The question is really one question that leads to the final one:

1. Is it possible to realize a qubit that naturally flips between two quantum states on a definite and fixed period without any ongoing external stimulation?

2. If so, if such a qubit were forced into entanglement with another such oscillating qubit and then one of the qubits accelerated up to very near light-speed, would relativistic time dilation lead to disentanglement/desynchronization of these two "qubit clocks"?

• why was this question downvoted? – Oke Uwechue Aug 27 at 15:11

(1) Yes. A simple example is when the two states are not eigenstates of the energy operator. Imagine that the two lowest energy eigenstates are $$|1\rangle$$ and $$|2\rangle$$, with energy $$E_1$$ and $$E_2$$ respectively, and form a superposition state from them.
A good example are the two lowest energy states of a 1D double well, where $$|1\rangle$$ would be the lowest energy symmetric and $$|2\rangle$$ the anti-symmetric state.
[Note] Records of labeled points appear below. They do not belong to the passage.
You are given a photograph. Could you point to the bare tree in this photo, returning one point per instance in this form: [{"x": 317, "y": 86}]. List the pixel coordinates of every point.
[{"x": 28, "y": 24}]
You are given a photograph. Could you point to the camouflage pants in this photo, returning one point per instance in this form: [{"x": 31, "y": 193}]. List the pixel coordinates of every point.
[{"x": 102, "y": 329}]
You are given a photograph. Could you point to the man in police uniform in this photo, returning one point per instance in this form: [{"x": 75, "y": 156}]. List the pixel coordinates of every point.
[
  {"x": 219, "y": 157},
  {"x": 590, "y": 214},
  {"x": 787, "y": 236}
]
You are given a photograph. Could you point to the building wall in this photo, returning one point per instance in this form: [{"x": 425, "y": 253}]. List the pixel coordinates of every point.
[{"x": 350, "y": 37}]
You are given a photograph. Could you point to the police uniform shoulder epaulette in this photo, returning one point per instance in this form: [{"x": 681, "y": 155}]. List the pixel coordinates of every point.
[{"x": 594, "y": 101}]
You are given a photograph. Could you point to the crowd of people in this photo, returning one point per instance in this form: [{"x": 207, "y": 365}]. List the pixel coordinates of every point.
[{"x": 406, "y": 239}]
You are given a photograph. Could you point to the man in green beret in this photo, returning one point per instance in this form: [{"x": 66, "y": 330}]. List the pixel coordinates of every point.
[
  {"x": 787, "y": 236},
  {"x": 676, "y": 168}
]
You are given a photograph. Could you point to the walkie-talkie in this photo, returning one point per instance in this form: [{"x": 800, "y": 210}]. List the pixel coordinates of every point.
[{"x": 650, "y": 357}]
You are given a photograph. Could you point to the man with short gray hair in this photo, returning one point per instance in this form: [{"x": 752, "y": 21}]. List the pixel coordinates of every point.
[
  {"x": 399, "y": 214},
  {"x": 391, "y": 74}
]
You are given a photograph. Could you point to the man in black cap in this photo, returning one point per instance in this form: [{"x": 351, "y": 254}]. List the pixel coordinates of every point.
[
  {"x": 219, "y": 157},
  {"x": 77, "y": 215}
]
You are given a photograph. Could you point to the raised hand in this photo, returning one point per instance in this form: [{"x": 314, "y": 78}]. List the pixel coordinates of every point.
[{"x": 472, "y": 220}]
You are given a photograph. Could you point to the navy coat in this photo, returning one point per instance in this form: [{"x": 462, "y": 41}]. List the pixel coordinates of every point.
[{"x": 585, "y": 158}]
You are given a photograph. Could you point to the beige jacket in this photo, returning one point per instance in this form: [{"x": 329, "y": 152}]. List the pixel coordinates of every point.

The states $$|+\rangle=(|1\rangle+|2\rangle)/\sqrt{2}$$ and $$|-\rangle=(|1\rangle-|2\rangle)/\sqrt{2}$$ would then correspond to having the system in the left or right well respectively. But if placed in state $$|+\rangle$$ at $$t=0$$ the state will evolve as $$(|1\rangle e^{-iE_1t/\hbar}+|2\rangle e^{-iE_2t/\hbar})/\sqrt{2}$$, wobbling back and forth between the two wells at a frequency set by the difference in energy between the two states.